As I continue to work on You Will Not Be Forgotten, each Wednesday I am going to post about something I’ve learned in the process of writing this book. Maybe it will be something about myself or about slavery or about history in general; I’m not sure. One thing I do know is this – writing this book has changed me in more ways than I will probably ever know. I hope you’ll check in each week to see what I’ve discovered in the process. I hope you’ll share your thoughts, too.

This morning, the pups and I walked up the main drive, through the lines of cedars, to the gates that mark the yard at the biggest plantation house here. I don’t know what the dogs thought about – Deer! Fox! Oh, Bear!, I expect – but I thought about Primus, about how he walked these lanes two hundred years ago. I looked at the stone walls and remembered the Jesse and Gruff and Dilcey, saw their backs bent low in the bright cold of winter as they placed stone after stone all beside where my feet so casually travel. I can almost hear the clop of horse hooves and the rasp of wheels as Ned brings the General’s carriage up behind me, Billy and Phil riding on the front two horses, the General in a hurry to reach somewhere, Monticello, Fork Union Baptist, New Orleans.

When I walk these lanes, I remember people I know but have never met. They are the history of this place for me now. They are who is most important in this place to me.

***

In a few hours, I will stand in the city of Charlottesville, where Thomas Jefferson’s home sits, where the General from this place traveled, and I will hear President Barack Obama speak. I am a big supporter of the President (have been for many, many years), and so I am eager to see him, to hear the cadence of his words, to feel the energy of a crowd gathered for a time when we are fired up and excited.

But today, I will also take joy in the fact that just shy of 150 years after the Emancipation Proclamation became law, we finally have a black president. It has taken us too long.

When I read over slave history, when I hear about people forced to remain uneducated because of fear and racism, when I call to mind that just 150 years ago, black people could be jailed, beaten, or killed simply for traveling without the right paperwork, I am appalled at our history.

Yet, when I see President Obama, I know we have come a long, long way.

And, as Dr. King said, we have a long, long way to go.

***
Writing this book has taught me that the tendrils of racism and prejudice and unearned privilege wind deep into our psyches, our institutions, our history, and our future. Getting to know Anaky and James, Minerva and Nelson means, I am as wont to defend them as I would any of my friends against the ignorance – sometimes willful, sometimes real – that still pervades our conversations about race and privilege.

When I hear the undercurrents of racism in the statements about President Obama’s citizenship or when people make jokes about how fitting it is that he plays basketball, I get angry, so so angry. These statements are built on fear and ignorance, and often on greed and selfishness – the very same sentiments that kept people enslaved in this country for hundreds of years. President Obama doesn’t need me to defend him, but the people in our country that live under the oppression and persecution that this kind of speech perpetuates, they need me to speak out. So I do. Every time.
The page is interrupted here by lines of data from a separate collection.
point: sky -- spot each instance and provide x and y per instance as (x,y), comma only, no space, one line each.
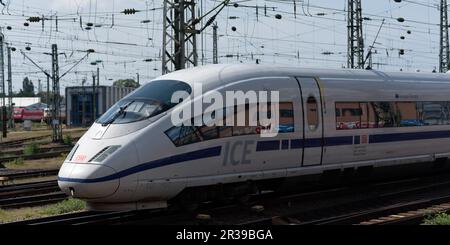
(310,33)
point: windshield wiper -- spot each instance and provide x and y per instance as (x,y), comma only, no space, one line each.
(118,114)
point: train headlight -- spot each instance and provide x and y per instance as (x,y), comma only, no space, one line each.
(103,154)
(72,152)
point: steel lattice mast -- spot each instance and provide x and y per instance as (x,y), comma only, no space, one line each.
(355,42)
(444,39)
(179,35)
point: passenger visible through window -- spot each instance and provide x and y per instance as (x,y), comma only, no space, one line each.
(358,115)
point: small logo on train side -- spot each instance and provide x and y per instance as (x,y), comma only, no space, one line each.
(364,139)
(80,158)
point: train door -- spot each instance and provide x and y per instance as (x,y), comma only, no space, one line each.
(313,141)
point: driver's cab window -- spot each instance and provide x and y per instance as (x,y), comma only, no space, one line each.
(312,113)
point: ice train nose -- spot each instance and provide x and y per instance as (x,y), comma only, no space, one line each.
(87,181)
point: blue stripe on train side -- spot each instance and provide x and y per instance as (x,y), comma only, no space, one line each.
(190,156)
(272,145)
(384,138)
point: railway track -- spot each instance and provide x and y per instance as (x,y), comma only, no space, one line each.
(82,218)
(40,150)
(20,142)
(11,175)
(30,194)
(31,201)
(343,205)
(410,204)
(33,188)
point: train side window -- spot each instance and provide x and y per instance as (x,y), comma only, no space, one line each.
(312,113)
(406,113)
(183,135)
(287,124)
(385,114)
(351,116)
(432,113)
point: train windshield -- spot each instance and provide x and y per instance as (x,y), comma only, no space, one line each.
(145,102)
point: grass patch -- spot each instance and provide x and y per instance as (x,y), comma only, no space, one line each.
(31,149)
(438,219)
(68,140)
(67,206)
(14,163)
(63,156)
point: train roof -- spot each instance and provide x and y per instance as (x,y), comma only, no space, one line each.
(218,75)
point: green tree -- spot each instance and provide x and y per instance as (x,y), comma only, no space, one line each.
(126,83)
(27,88)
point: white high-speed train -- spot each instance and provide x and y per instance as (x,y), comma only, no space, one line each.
(330,121)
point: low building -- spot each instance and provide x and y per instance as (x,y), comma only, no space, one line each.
(80,102)
(22,101)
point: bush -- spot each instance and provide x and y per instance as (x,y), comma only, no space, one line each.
(31,149)
(65,206)
(16,162)
(438,219)
(68,140)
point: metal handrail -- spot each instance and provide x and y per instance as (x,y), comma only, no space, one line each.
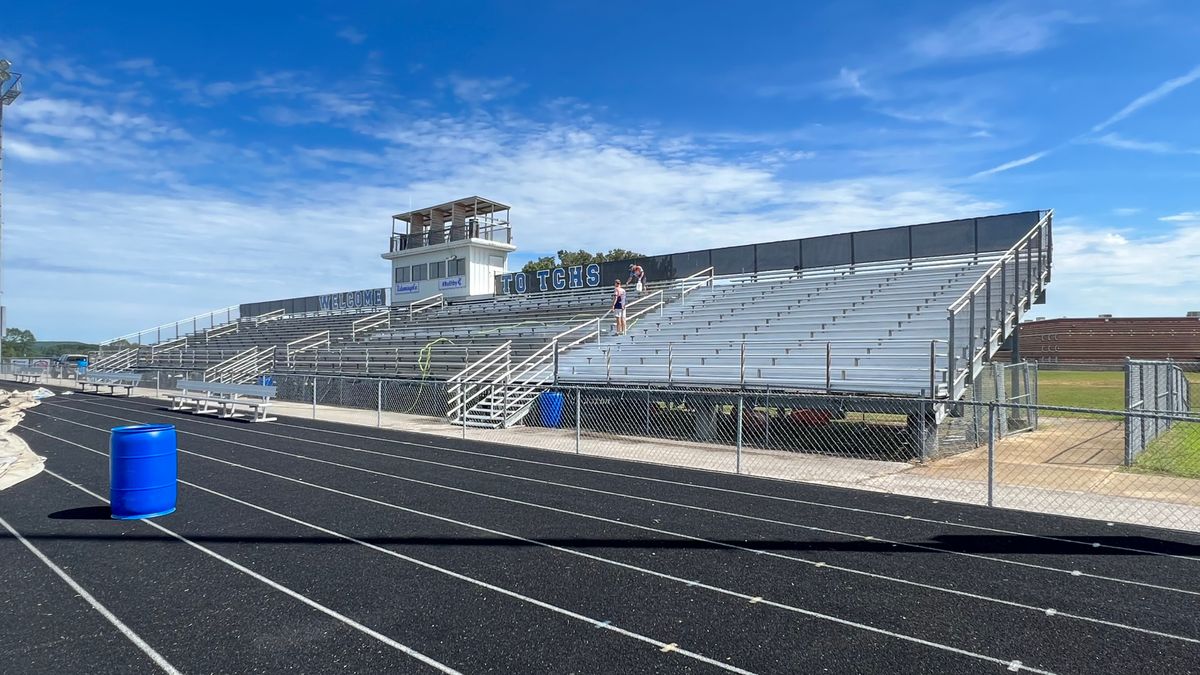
(228,311)
(370,322)
(418,306)
(995,267)
(228,364)
(323,340)
(1021,294)
(264,317)
(162,347)
(232,327)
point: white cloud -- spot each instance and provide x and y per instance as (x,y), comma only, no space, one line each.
(1012,165)
(1104,270)
(481,90)
(1187,216)
(1151,96)
(1156,147)
(1003,29)
(33,153)
(352,35)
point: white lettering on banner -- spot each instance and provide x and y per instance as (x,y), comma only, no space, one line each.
(351,299)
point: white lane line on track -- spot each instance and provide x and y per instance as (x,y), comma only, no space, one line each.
(651,479)
(565,550)
(270,583)
(479,583)
(690,537)
(691,507)
(157,658)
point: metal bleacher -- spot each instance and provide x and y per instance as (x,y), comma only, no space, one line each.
(879,329)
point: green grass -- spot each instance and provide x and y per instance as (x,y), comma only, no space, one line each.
(1096,390)
(1176,453)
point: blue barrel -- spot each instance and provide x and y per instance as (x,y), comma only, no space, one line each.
(550,408)
(142,471)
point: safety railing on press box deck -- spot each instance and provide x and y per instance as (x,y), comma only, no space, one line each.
(1021,274)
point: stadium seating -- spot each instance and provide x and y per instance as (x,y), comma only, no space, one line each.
(856,330)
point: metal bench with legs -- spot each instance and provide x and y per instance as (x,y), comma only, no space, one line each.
(114,381)
(29,374)
(208,398)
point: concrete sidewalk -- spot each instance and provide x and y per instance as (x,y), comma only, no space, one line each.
(1067,467)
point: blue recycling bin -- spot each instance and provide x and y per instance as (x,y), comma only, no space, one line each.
(142,471)
(550,408)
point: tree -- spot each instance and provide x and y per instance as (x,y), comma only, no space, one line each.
(581,257)
(18,342)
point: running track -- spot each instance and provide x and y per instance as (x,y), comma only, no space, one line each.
(316,547)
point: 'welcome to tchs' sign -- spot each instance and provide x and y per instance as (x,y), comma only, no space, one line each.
(558,279)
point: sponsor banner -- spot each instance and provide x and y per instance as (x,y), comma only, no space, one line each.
(451,284)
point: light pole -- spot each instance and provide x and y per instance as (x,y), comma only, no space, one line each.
(10,88)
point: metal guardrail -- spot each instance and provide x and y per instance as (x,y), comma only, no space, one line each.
(477,381)
(1014,299)
(370,323)
(232,327)
(162,347)
(264,317)
(419,306)
(172,330)
(305,344)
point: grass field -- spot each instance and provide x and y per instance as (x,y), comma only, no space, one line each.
(1176,453)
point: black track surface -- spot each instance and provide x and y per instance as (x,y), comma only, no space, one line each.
(763,575)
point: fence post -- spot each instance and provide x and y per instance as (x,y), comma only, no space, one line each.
(738,461)
(828,366)
(991,453)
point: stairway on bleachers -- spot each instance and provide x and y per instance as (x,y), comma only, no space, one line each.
(853,330)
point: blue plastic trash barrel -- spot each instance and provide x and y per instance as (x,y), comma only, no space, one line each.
(550,408)
(142,471)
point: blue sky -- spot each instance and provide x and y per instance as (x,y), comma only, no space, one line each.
(168,160)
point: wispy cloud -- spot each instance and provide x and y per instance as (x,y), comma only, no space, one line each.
(1012,165)
(1186,216)
(352,35)
(1156,147)
(480,90)
(1150,97)
(1003,29)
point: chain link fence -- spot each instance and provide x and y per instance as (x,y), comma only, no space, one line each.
(1069,460)
(1153,386)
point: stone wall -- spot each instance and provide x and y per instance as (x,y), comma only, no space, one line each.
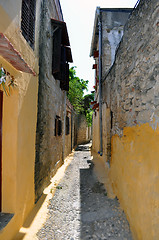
(83,131)
(51,103)
(131,96)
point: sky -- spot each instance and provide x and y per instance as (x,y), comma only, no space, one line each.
(79,16)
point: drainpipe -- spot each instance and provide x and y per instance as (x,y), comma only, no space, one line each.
(100,82)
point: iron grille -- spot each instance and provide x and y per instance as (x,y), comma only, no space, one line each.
(28,21)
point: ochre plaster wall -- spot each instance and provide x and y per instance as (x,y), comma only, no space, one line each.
(131,93)
(18,126)
(135,178)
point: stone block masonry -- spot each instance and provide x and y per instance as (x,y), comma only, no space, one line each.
(51,105)
(131,94)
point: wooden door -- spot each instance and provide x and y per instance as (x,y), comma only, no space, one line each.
(1,109)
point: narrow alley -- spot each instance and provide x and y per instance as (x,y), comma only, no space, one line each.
(80,208)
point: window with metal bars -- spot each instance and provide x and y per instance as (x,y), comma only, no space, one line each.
(28,21)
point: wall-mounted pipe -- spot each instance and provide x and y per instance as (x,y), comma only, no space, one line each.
(100,81)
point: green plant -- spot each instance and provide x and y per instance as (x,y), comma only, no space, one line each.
(6,80)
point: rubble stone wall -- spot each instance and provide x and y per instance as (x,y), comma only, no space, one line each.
(131,92)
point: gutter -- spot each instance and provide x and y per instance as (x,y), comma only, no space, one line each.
(100,81)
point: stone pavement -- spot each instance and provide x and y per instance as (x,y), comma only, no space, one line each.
(80,208)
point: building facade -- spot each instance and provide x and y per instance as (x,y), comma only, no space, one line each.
(130,121)
(18,112)
(54,55)
(35,120)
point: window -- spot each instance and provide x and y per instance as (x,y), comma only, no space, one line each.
(58,126)
(61,54)
(67,125)
(28,21)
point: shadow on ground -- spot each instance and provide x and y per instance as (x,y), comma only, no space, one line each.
(101,217)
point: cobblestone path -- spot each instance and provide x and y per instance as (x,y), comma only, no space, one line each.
(80,208)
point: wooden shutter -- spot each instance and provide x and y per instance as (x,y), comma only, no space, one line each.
(56,53)
(67,125)
(28,20)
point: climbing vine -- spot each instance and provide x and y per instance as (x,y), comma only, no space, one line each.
(6,81)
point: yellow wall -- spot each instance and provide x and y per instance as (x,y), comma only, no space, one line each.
(135,178)
(18,127)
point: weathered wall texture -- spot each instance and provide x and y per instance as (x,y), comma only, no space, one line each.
(131,92)
(51,102)
(50,148)
(18,125)
(112,25)
(113,22)
(70,138)
(83,131)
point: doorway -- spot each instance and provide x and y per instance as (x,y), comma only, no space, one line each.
(1,110)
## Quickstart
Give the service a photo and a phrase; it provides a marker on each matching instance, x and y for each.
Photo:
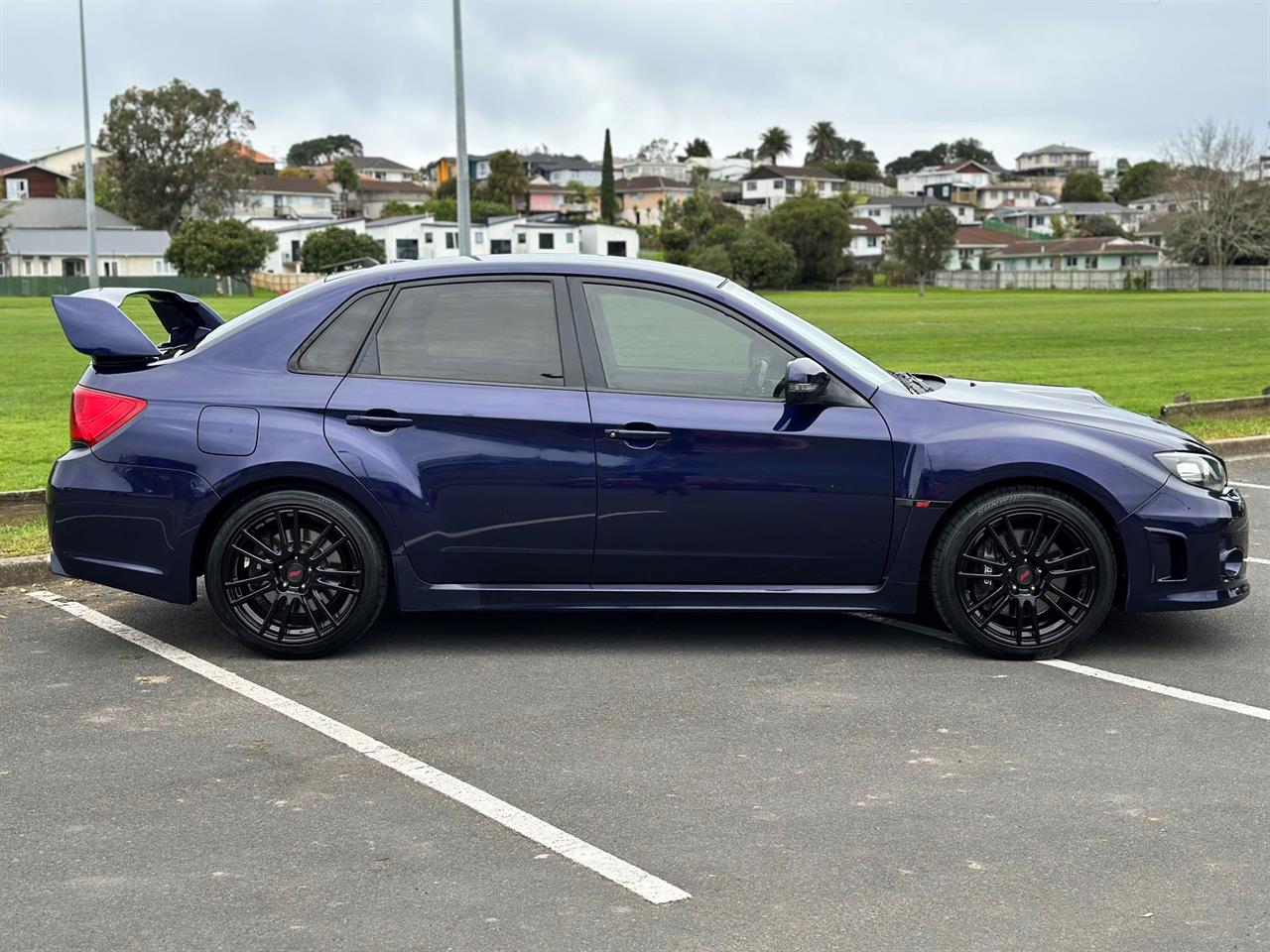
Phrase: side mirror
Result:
(806, 381)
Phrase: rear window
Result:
(499, 331)
(335, 348)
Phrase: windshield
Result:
(858, 365)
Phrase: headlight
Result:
(1196, 468)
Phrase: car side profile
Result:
(541, 431)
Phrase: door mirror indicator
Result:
(806, 381)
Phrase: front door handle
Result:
(379, 421)
(638, 433)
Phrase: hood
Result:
(1074, 405)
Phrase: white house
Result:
(68, 162)
(767, 185)
(284, 197)
(49, 238)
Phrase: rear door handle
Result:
(636, 434)
(376, 421)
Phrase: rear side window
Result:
(334, 349)
(499, 331)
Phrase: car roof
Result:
(574, 264)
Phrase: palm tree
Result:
(824, 140)
(775, 144)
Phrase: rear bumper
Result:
(1187, 548)
(128, 527)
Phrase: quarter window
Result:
(474, 331)
(657, 343)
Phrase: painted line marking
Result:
(619, 871)
(1127, 680)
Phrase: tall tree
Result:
(697, 149)
(825, 143)
(507, 181)
(1224, 218)
(774, 144)
(607, 188)
(322, 150)
(924, 243)
(173, 153)
(223, 246)
(1082, 186)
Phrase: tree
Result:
(758, 261)
(607, 188)
(175, 153)
(324, 150)
(1148, 178)
(818, 230)
(507, 180)
(697, 149)
(924, 244)
(825, 143)
(1082, 186)
(333, 245)
(774, 144)
(223, 246)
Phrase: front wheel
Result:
(296, 574)
(1024, 572)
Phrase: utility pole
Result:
(465, 212)
(89, 200)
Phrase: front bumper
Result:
(1187, 548)
(128, 527)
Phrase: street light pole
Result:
(465, 218)
(89, 200)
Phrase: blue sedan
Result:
(571, 431)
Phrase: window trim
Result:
(571, 358)
(594, 368)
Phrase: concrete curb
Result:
(1238, 447)
(24, 570)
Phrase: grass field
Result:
(1138, 350)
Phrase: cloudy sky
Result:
(1116, 77)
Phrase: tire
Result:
(1024, 572)
(296, 574)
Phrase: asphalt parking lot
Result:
(812, 782)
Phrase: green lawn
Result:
(1135, 349)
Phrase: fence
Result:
(1239, 278)
(32, 286)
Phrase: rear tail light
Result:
(96, 414)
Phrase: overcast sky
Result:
(1116, 77)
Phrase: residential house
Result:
(885, 211)
(68, 162)
(1076, 254)
(965, 173)
(49, 238)
(285, 197)
(767, 185)
(28, 180)
(640, 169)
(867, 241)
(1006, 193)
(562, 169)
(644, 199)
(1055, 160)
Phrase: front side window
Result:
(498, 331)
(658, 343)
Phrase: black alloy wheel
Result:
(1024, 572)
(296, 574)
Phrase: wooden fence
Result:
(1174, 278)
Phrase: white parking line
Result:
(1156, 688)
(631, 878)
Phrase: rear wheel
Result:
(1024, 572)
(296, 574)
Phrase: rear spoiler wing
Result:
(95, 324)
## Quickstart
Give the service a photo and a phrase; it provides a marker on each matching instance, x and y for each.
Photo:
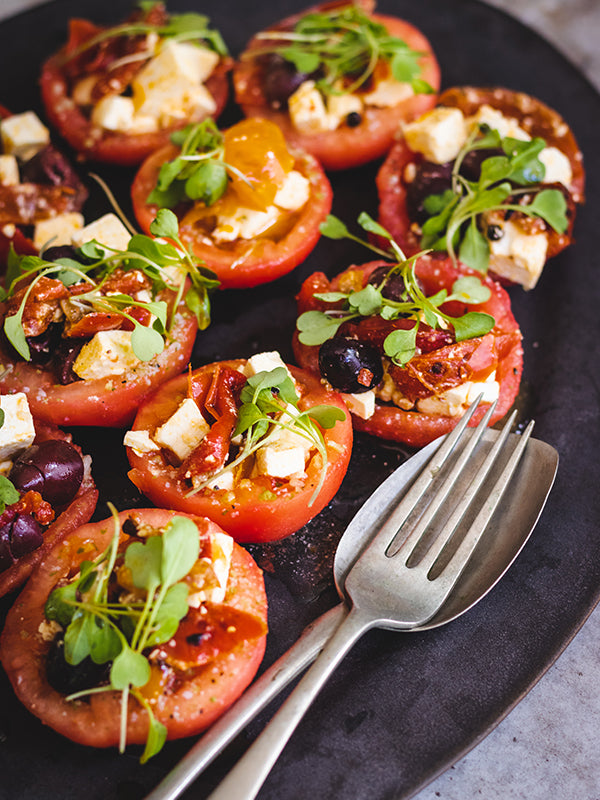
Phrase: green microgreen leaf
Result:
(342, 47)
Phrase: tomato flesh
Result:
(187, 706)
(344, 147)
(257, 509)
(500, 349)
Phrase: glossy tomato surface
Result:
(255, 510)
(533, 116)
(67, 518)
(109, 402)
(344, 147)
(411, 427)
(187, 708)
(245, 263)
(113, 147)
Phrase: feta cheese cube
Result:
(558, 166)
(307, 110)
(438, 135)
(108, 230)
(58, 230)
(244, 223)
(113, 112)
(140, 442)
(264, 362)
(453, 402)
(388, 93)
(519, 256)
(169, 87)
(184, 430)
(294, 192)
(506, 126)
(106, 353)
(361, 404)
(9, 170)
(24, 135)
(17, 432)
(280, 459)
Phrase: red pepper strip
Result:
(212, 452)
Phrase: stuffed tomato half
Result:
(91, 329)
(115, 94)
(410, 344)
(140, 628)
(46, 490)
(248, 205)
(491, 176)
(256, 446)
(338, 79)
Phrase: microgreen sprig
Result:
(315, 327)
(181, 27)
(269, 403)
(119, 633)
(454, 214)
(156, 257)
(341, 44)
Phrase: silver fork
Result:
(402, 578)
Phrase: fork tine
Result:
(461, 556)
(406, 543)
(467, 498)
(463, 552)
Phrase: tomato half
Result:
(245, 262)
(79, 511)
(257, 509)
(108, 402)
(187, 707)
(96, 143)
(532, 115)
(412, 427)
(344, 147)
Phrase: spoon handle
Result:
(244, 781)
(258, 696)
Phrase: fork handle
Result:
(254, 699)
(244, 781)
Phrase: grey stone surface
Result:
(548, 745)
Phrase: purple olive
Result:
(53, 468)
(19, 537)
(350, 365)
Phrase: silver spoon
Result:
(508, 530)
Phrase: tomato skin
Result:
(252, 262)
(111, 147)
(244, 513)
(415, 428)
(189, 709)
(106, 402)
(345, 147)
(533, 115)
(79, 511)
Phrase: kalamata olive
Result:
(394, 288)
(49, 166)
(430, 179)
(281, 79)
(350, 365)
(64, 357)
(19, 536)
(68, 678)
(53, 468)
(26, 535)
(43, 346)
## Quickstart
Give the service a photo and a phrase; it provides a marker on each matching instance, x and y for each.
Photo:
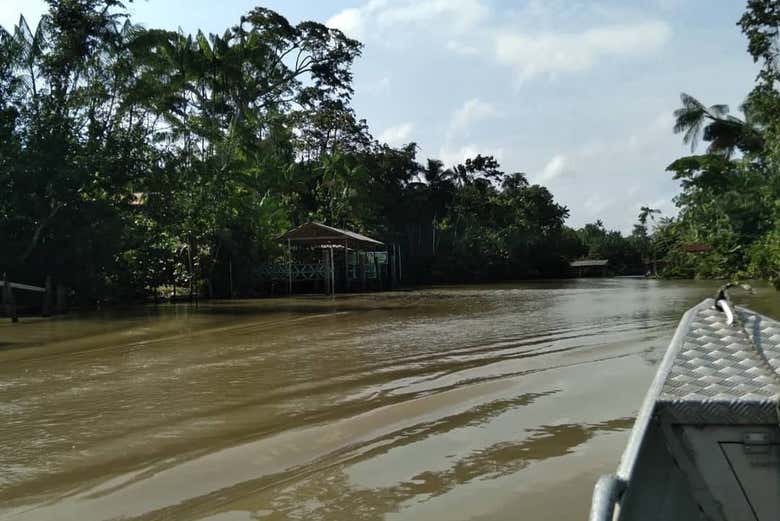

I speak out for Berthier and Lucy, for Letty and Moses, for Cato and Peyton and Harriet and Godfrey. I speak out not because I believe I can change the person who harbors this fear and hatred in her heart, but because maybe somewhere across the lanes of time where he is laying a stone into a wall, Squire can hear me. Maybe he can hear me and smile, just a little.

What do you do when prejudice comes into conversation?